China Zenix Auto International Limited (OTC: ZXAIY) (the “Company”), one of the largest commercial vehicle wheel manufacturers in China in both the aftermarket and OEM market by sales volume, today announced that it has called a general meeting of shareholders (the “General Meeting”), to be held at 10:00 a.m. Beijing Time on January 21, 2022, at No. 1608, North Circle Road State Highway, Zhangzhou, Fujian Province, People’s Republic of China, to consider and vote on, among other things, the proposal to authorize and approve (i) the previously announced agreement and plan of merger (the “Merger Agreement”) dated October 19, 2021 by and between the Company and Newrace Limited (“Parent”), which was joined by Newrace Mergersub Limited, a wholly owned subsidiary of Parent (“Merger Sub”) on October 20, 2021, (ii) the plan of merger with respect to the merger, substantially in the form attached as Annex A to the Merger Agreement (together with the Articles of Merger, the “Plan of Merger”), (iii) the articles of merger required to be filed with the Registrar of Corporate Affairs of the British Virgin Islands in connection with the merger, substantially in the form attached as Annex B to the Merger Agreement  (the “Articles of Merger”) and (iv) the transactions contemplated thereby, including the merger.
Pursuant to the Merger Agreement and the Plan of Merger, at the effective time of the merger, Merger Sub will merge with and into the Company, with the Company continuing as the surviving company and becoming a wholly owned subsidiary of Parent. If completed, the merger will result in the Company becoming a privately held company and the American depositary shares of the Company, each representing four Shares of the Company (each, an “ADS” and collectively, “ADSs”) will no longer be listed for quotation on OTC Pink tier of the OTC Markets and the ADS program for the ordinary shares of the Company, par value US$0.0001 per share (each, a “Share”) will terminate. In addition, the Company’s ADSs and Shares represented by the ADSs will cease to be registered under the Securities Exchange Act of 1934 following the consummation of the merger.
The board of directors of the Company, acting upon the unanimous recommendation of the special committee of the board of directors of the Company comprised solely of independent directors unaffiliated with the buyer parties, approved the Merger Agreement, the Plan of Merger and the consummation of the transactions contemplated thereby, including the merger, and resolved to recommend that the Company’s shareholders vote FOR, among other things, the proposal to authorize and approve the Merger Agreement, the Plan of Merger, and the consummation of the transactions contemplated thereby, including the merger.
Shareholders of record as of 5:00 p.m. British Virgin Islands time on December 20, 2021 will be entitled to attend and vote at the General Meeting. ADS holders as of the close of business in New York City on December 20, 2021 will be entitled to instruct The Bank of New York Mellon, the ADS depositary, to vote the Shares represented by the ADSs at the General Meeting.

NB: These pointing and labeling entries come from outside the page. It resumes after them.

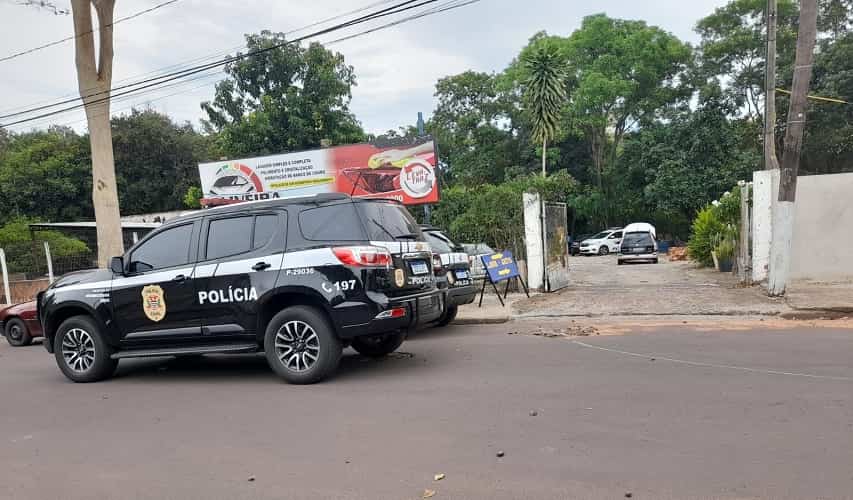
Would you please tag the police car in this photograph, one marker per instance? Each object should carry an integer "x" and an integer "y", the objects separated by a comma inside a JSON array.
[
  {"x": 298, "y": 279},
  {"x": 452, "y": 271}
]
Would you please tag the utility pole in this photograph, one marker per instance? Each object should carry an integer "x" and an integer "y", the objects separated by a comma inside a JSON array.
[
  {"x": 783, "y": 215},
  {"x": 427, "y": 208},
  {"x": 770, "y": 161}
]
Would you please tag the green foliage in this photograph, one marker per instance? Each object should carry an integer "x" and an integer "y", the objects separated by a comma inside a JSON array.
[
  {"x": 713, "y": 225},
  {"x": 192, "y": 198},
  {"x": 23, "y": 254},
  {"x": 493, "y": 213},
  {"x": 544, "y": 89},
  {"x": 45, "y": 174},
  {"x": 156, "y": 161},
  {"x": 288, "y": 98}
]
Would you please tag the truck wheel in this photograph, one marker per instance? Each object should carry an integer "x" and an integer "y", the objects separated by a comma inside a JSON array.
[
  {"x": 448, "y": 316},
  {"x": 17, "y": 334},
  {"x": 376, "y": 346},
  {"x": 301, "y": 346},
  {"x": 81, "y": 351}
]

Additional information regarding the General Meeting and the Merger Agreement can be found in the transaction statement on Schedule 13E-3 and the proxy statement attached as Exhibit (a)-(1) thereto, as amended, filed with the U.S. Securities and Exchange Commission (“SEC”), which can be obtained, along with other filings containing information about the Company, the proposed merger and related matters, without charge, from the SEC’s website (http://www.sec.gov). In addition, the Company’s proxy materials (including the definitive proxy statement) will be mailed to the Company’s shareholders and ADS holders.
SHAREHOLDERS AND ADS HOLDERS ARE URGED TO READ CAREFULLY AND IN THEIR ENTIRETY THESE MATERIALS AND OTHER MATERIALS FILED WITH OR FURNISHED TO THE SEC WHEN THEY BECOME AVAILABLE, AS THEY WILL CONTAIN IMPORTANT INFORMATION ABOUT THE COMPANY, THE PROPOSED MERGER AND RELATED MATTERS.
The Company and certain of its directors and executive officers may, under SEC rules, be deemed to be “participants” in the solicitation of proxies from the shareholders with respect to the proposed merger. Information regarding the persons who may be considered “participants” in the solicitation of proxies is set forth in the Schedule 13E-3 transaction statement relating to the proposed merger and the definitive proxy statement attached thereto. Further information regarding persons who may be deemed participants, including any direct or indirect interests they may have, is also set forth in the definitive proxy statement. This announcement is for information purposes only and does not constitute an offer to purchase or the solicitation of an offer to sell any securities or a solicitation of any proxy, vote or approval with respect to the proposed transaction or otherwise, nor shall it be a substitute for any proxy statement or other materials that have been or will be filed with or furnished to the SEC.